Package 'cloudml'

Title: Interface to the Google Cloud Machine Learning Platform
Description: Interface to the Google Cloud Machine Learning Platform <https://cloud.google.com/ml-engine>, which provides cloud tools for training machine learning models.
Authors: Daniel Falbel [aut, cre], Javier Luraschi [aut], JJ Allaire [aut], Kevin Ushey [aut], RStudio [cph]
Maintainer: Daniel Falbel <[email protected]>
License: Apache License 2.0
Version: 0.6.1
Built: 2024-11-10 05:46:20 UTC
Source: https://github.com/cran/cloudml

Help Index


Deploy SavedModel to CloudML

Description

Deploys a SavedModel to CloudML model for online predictions.

Usage

cloudml_deploy(export_dir_base, name, version = paste0(name, "_1"),
  region = NULL, config = NULL)

Arguments

export_dir_base

A string containing a directory containing an exported SavedModels. Consider using tensorflow::export_savedmodel() to export this SavedModel.

name

The name for this model (required)

version

The version for this model. Versions start with a letter and contain only letters, numbers and underscores. Defaults to name_1

region

The region to be used to deploy this model.

config

A list, YAML or JSON configuration file as described https://cloud.google.com/ml-engine/reference/rest/v1/projects.jobs.

See Also

cloudml_predict()

Other CloudML functions: cloudml_predict, cloudml_train


Perform Prediction over a CloudML Model.

Description

Perform online prediction over a CloudML model, usually, created using cloudml_deploy()

Usage

cloudml_predict(instances, name, version = paste0(name, "_1"),
  verbose = FALSE)

Arguments

instances

A list of instances to be predicted. While predicting a single instance, list wrapping this single instance is still expected.

name

The name for this model (required)

version

The version for this model. Versions start with a letter and contain only letters, numbers and underscores. Defaults to name_1

verbose

Should additional information be reported?

See Also

cloudml_deploy()

Other CloudML functions: cloudml_deploy, cloudml_train


Train a model using Cloud ML

Description

Upload a TensorFlow application to Google Cloud, and use that application to train a model.

Usage

cloudml_train(file = "train.R", master_type = NULL, flags = NULL,
  region = NULL, config = NULL, collect = "ask", dry_run = FALSE)

Arguments

file

File to be used as entrypoint for training.

master_type

Training master node machine type. "standard" provides a basic machine configuration suitable for training simple models with small to moderate datasets. See the documentation at https://cloud.google.com/ml-engine/docs/tensorflow/machine-types#machine_type_table for details on available machine types.

flags

Named list with flag values (see flags()) or path to YAML file containing flag values.

region

The region to be used for training.

config

A list, YAML or JSON configuration file as described https://cloud.google.com/ml-engine/reference/rest/v1/projects.jobs.

collect

Logical. If TRUE, collect job when training is completed (blocks waiting for the job to complete). The default ("ask") will interactively prompt the user whether to collect the results or not.

dry_run

Triggers a local dry run over the deployment phase to validate packages and packing work as expected.

See Also

job_status(), job_collect(), job_cancel()

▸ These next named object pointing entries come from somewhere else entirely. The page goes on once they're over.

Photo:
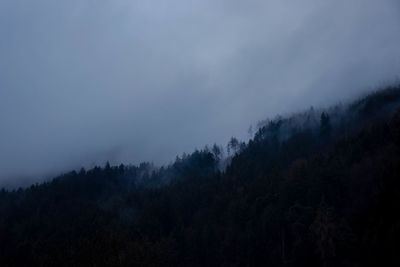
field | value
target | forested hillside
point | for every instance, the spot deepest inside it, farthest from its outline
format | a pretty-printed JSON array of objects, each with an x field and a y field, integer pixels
[{"x": 318, "y": 188}]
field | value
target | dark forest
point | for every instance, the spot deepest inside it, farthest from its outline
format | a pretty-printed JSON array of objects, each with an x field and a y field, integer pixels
[{"x": 316, "y": 188}]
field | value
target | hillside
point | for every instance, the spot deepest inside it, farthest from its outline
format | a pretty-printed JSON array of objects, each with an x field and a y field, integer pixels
[{"x": 318, "y": 188}]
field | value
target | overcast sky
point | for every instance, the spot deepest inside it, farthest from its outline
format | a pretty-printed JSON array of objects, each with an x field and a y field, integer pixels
[{"x": 85, "y": 81}]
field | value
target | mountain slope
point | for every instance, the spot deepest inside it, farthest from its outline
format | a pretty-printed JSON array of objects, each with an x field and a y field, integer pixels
[{"x": 319, "y": 188}]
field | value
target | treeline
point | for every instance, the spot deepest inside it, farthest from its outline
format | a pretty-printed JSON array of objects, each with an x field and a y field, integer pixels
[{"x": 319, "y": 188}]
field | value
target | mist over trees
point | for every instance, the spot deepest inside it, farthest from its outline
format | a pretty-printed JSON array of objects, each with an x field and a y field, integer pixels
[{"x": 317, "y": 188}]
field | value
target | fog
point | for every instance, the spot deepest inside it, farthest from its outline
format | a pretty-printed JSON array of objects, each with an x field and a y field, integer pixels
[{"x": 86, "y": 81}]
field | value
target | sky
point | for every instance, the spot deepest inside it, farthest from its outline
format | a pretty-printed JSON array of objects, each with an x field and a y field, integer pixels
[{"x": 86, "y": 81}]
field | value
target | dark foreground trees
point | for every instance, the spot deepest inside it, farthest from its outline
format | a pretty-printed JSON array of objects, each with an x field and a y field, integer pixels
[{"x": 323, "y": 194}]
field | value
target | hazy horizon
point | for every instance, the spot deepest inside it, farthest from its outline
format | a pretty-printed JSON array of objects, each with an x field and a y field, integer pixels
[{"x": 83, "y": 82}]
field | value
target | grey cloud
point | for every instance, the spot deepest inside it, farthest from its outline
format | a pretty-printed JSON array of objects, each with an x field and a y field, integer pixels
[{"x": 86, "y": 81}]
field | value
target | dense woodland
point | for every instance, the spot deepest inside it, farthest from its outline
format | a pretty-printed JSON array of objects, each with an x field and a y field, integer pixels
[{"x": 318, "y": 188}]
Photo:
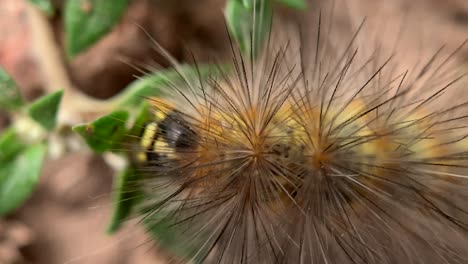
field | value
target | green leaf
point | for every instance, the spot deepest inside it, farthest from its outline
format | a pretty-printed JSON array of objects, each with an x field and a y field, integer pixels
[
  {"x": 10, "y": 97},
  {"x": 87, "y": 21},
  {"x": 19, "y": 177},
  {"x": 44, "y": 5},
  {"x": 105, "y": 133},
  {"x": 151, "y": 85},
  {"x": 10, "y": 145},
  {"x": 249, "y": 25},
  {"x": 126, "y": 195},
  {"x": 298, "y": 4},
  {"x": 44, "y": 110}
]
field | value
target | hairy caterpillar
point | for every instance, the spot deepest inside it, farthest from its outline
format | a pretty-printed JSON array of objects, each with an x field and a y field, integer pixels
[{"x": 322, "y": 151}]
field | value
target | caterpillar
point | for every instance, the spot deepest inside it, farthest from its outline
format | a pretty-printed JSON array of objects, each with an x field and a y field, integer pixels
[{"x": 320, "y": 151}]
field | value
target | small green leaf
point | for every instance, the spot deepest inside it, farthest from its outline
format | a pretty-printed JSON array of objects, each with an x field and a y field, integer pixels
[
  {"x": 105, "y": 133},
  {"x": 10, "y": 145},
  {"x": 10, "y": 97},
  {"x": 44, "y": 5},
  {"x": 19, "y": 177},
  {"x": 150, "y": 85},
  {"x": 87, "y": 21},
  {"x": 298, "y": 4},
  {"x": 126, "y": 194},
  {"x": 44, "y": 110},
  {"x": 249, "y": 25}
]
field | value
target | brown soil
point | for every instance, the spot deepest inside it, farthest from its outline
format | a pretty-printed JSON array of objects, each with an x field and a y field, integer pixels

Other CloudML functions: cloudml_deploy, cloudml_predict

Examples

## Not run: 
library(cloudml)

gcloud_install()
job <- cloudml_train("train.R")

## End(Not run)

Initialize the Google Cloud SDK

Description

Initialize the Google Cloud SDK

Usage

gcloud_init()

See Also

Other Google Cloud SDK functions: gcloud_install, gcloud_terminal


Install the Google Cloud SDK

Description

Installs the Google Cloud SDK which enables CloudML operations.

Usage

gcloud_install(update = TRUE)

Arguments

update

Attempt to update an existing installation.

See Also

Other Google Cloud SDK functions: gcloud_init, gcloud_terminal

Examples

## Not run: 
library(cloudml)
gcloud_install()

## End(Not run)

Create an RStudio terminal with access to the Google Cloud SDK

Description

Create an RStudio terminal with access to the Google Cloud SDK

Usage

gcloud_terminal(command = NULL, clear = FALSE)

Arguments

command

Command to send to terminal

clear

Clear terminal buffer

Value

Terminal id (invisibly)

See Also

Other Google Cloud SDK functions: gcloud_init, gcloud_install


Gcloud version

Description

Get version of Google Cloud SDK components.

Usage

gcloud_version()

Value

a list with the version of each component.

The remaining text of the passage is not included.